Institutional Intersecting
Racisms and Solidarities
Melanie Budianta, Quinsy Gario, and Ann Laura Stoler
Harvest by Daniel Aguilar and Diana Cantarey
Hosted by Yazan Khalili
For this session, IMAGINART invited literary critic Melani Budianta, anthropologist Ann Laura Stoler, and scholar, artist, and activist Quinsy Gario to discuss intersecting forms of racism and solidarity. The topic was driven by the racist attacks and smear campaign that the lumbung community at documenta fifteen had to endure, dramatically impacting the overall development and reception of documenta fifteen. The panel moved from discussing institutional racism, slow violence, and ‘racecraft‘ to exploring practices of solidarity. The panel asked the following questions:
- How do we confront structural racism?
- How can we mobilize solidarity against racism?
- How to generatively connect different struggles?

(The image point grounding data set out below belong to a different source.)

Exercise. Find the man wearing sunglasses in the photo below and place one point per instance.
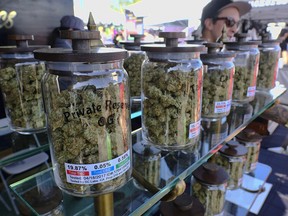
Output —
(219, 14)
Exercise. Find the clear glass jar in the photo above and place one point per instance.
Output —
(209, 186)
(252, 141)
(246, 69)
(232, 157)
(217, 81)
(133, 63)
(171, 93)
(268, 65)
(146, 161)
(20, 81)
(214, 132)
(87, 104)
(239, 114)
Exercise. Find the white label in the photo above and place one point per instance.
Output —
(247, 117)
(216, 138)
(253, 166)
(222, 106)
(251, 91)
(240, 182)
(99, 172)
(194, 130)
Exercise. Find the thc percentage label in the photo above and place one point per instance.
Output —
(99, 172)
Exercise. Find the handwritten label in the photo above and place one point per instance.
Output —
(6, 19)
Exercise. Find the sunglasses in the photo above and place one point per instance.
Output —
(229, 21)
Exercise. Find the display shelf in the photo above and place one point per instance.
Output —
(246, 196)
(30, 145)
(176, 165)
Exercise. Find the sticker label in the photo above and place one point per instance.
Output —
(99, 172)
(217, 138)
(194, 129)
(251, 91)
(222, 106)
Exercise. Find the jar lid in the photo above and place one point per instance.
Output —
(195, 41)
(183, 205)
(210, 173)
(213, 51)
(145, 150)
(241, 40)
(267, 42)
(234, 149)
(249, 135)
(171, 44)
(81, 50)
(22, 44)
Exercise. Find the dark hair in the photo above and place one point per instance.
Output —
(212, 9)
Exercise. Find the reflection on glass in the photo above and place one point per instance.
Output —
(213, 132)
(44, 197)
(146, 161)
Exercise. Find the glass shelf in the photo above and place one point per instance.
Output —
(17, 147)
(174, 166)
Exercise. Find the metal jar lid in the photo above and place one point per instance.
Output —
(249, 135)
(195, 41)
(211, 174)
(171, 45)
(145, 150)
(241, 41)
(213, 51)
(183, 205)
(22, 45)
(81, 50)
(233, 149)
(134, 45)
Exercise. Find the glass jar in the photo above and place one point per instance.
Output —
(133, 63)
(20, 81)
(87, 104)
(246, 68)
(239, 114)
(268, 65)
(208, 184)
(252, 141)
(232, 157)
(171, 93)
(217, 82)
(146, 161)
(213, 133)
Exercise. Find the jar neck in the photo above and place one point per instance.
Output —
(83, 67)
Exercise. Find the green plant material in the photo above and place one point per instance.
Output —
(252, 156)
(216, 87)
(245, 77)
(87, 125)
(268, 67)
(21, 88)
(234, 166)
(172, 101)
(212, 197)
(132, 65)
(148, 167)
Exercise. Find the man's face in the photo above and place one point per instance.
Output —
(233, 16)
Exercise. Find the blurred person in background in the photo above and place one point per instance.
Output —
(222, 15)
(68, 22)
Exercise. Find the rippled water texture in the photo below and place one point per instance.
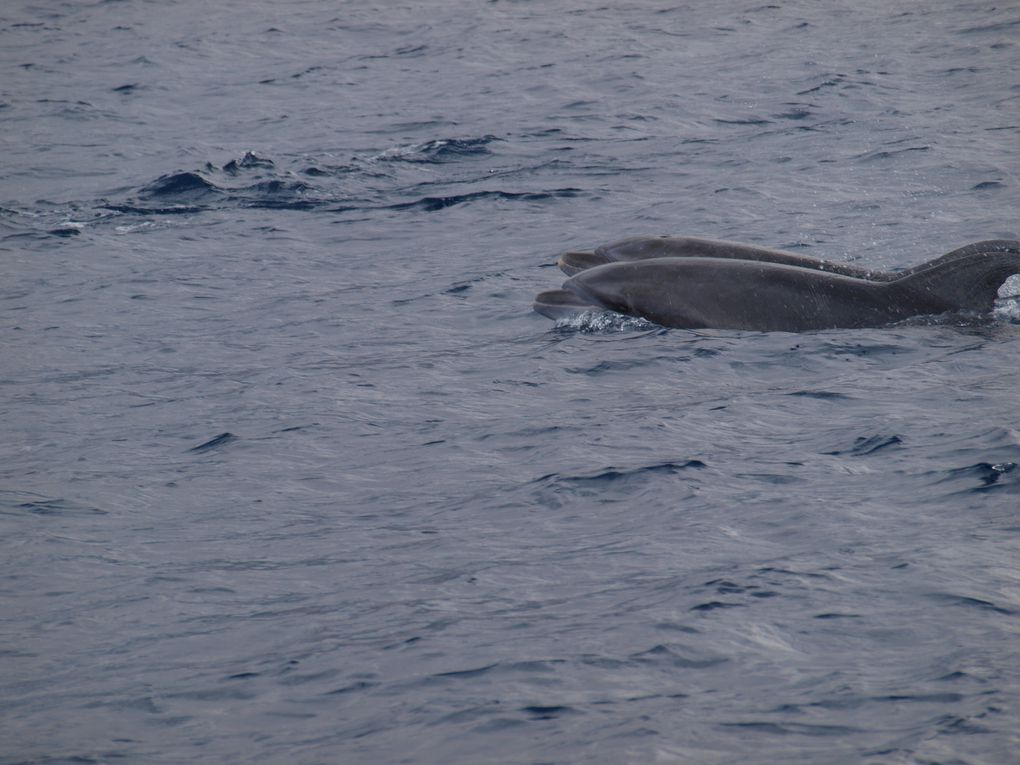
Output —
(292, 472)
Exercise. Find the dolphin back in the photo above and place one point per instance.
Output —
(965, 279)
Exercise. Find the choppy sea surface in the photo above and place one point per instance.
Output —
(291, 472)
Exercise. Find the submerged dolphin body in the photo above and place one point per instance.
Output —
(697, 284)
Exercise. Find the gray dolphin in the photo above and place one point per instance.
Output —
(696, 283)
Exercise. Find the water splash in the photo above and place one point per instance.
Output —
(1007, 306)
(603, 321)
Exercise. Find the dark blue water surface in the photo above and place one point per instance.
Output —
(292, 473)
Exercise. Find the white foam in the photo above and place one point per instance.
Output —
(603, 321)
(1007, 306)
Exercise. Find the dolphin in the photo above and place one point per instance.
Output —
(699, 284)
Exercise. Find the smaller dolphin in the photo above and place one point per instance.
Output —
(699, 284)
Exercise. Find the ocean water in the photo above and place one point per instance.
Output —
(291, 472)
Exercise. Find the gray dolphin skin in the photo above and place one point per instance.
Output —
(683, 282)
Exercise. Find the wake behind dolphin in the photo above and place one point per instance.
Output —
(700, 284)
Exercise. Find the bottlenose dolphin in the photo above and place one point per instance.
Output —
(698, 284)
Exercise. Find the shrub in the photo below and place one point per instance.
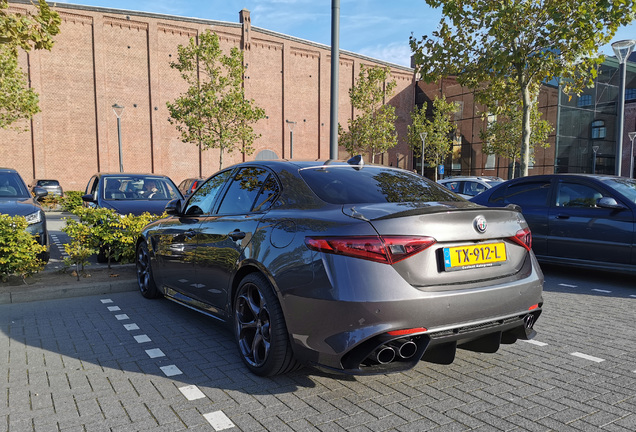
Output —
(19, 250)
(71, 201)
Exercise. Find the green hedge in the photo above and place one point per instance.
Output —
(19, 250)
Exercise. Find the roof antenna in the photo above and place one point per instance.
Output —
(357, 161)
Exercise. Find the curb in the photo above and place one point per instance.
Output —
(66, 291)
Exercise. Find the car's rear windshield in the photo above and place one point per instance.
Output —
(12, 186)
(342, 184)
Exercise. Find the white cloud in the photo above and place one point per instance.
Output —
(396, 52)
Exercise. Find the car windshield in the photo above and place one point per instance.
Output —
(346, 185)
(138, 187)
(12, 186)
(625, 186)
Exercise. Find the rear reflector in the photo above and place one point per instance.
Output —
(387, 249)
(407, 331)
(524, 238)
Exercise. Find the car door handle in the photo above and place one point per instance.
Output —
(236, 235)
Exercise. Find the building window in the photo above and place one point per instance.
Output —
(584, 100)
(598, 129)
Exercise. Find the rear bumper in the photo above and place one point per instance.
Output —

Between storytelling and theoretical reflections, the three weaved these questions together based on their own experiences and theoretical outlooks. Budianta told the story of the mass, systematic, racialised rape perpetrated against Indonesian women of Chinese origins by groups likely organised by security forces in 1998. Survivors and women of other ethnic groups kept the memory of these events alive by coming together in the act of remembering against the state’s denial. Melanie proposed this practice of solidarity as refusal of structural racism.